It’s about 4.30am and the man with the very loud loudspeaker is chanting at us: ‘God is great … it is better to pray than sleep.’
If we had taken a poll of the 30 of us I’m sure we would have agreed on the first statement, but I’m not sure we’d have agreed on the second – not at that time of day in any case.
Of course this was all going on in Arabic and we were in a city that gets up pretty early to avoid the worst of the heat. Bethlehem is hardly a little town lying still, it’s a bustling metropolis clinging to the hills outside Jerusalem and separated not by fields but by the Israeli security wall. Its streets thrum with the sound of traffic – even the narrowest streets seem to have a small tractor or a couple of cars trying to thread their way between ancient buildings. They are alive with the smell of spices, Turkish coffee, diesel and the strange roadside snacks (anyone fancy a bag of beans to munch on?). And everywhere you go they seem to be selling luggage.
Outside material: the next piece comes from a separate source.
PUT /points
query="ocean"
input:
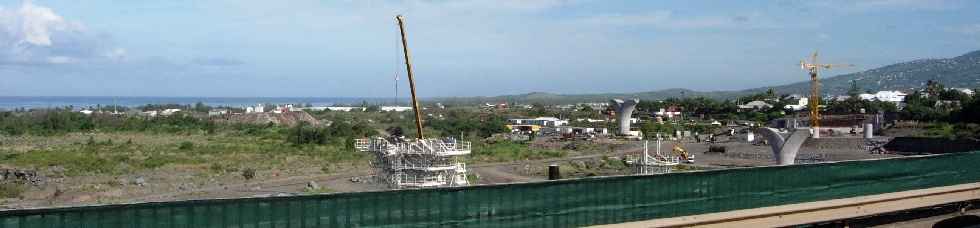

The wall has been populated with extraordinary works of art and graffiti. Banksy has been here, and for some reason there’s a giant mural of American actor Morgan Freeman next to a quote from Nelson Mandela – as if they hadn’t realised that he was just the actor playing the part, not the real thing. And there is humour here too. The hostelry next to the wall is called The Walled-Off Hotel. A notice declares that everything the other side of the wall is a big car park. One guard post along the wall has a portrait of the American president with the caption Trump Tower.
Get through the security wall (being careful to avoid the dogs laid out along the road), and you come to a different place – from the Middle East to Europe. That, at least, is what Israel seeks to project. The cars are less dented, the traffic… well in fairness that’s just as chaotic, the streets cleaner, the houses shinier.
As you spend time in Israel and the West Bank you begin to realise that everything works by a delicate balance. There are no peace talks and yet there is peace. Problems arise when someone upsets the balance. In the Christian sites you quickly realise that it is the same thing. Catholic and Orthodox spent years battling for possession of the ‘holiest’ sites, sometimes literally battling. Rival gangs of monks would duke it out in the Church of the Holy Sepulchre. People died fighting for religious real estate.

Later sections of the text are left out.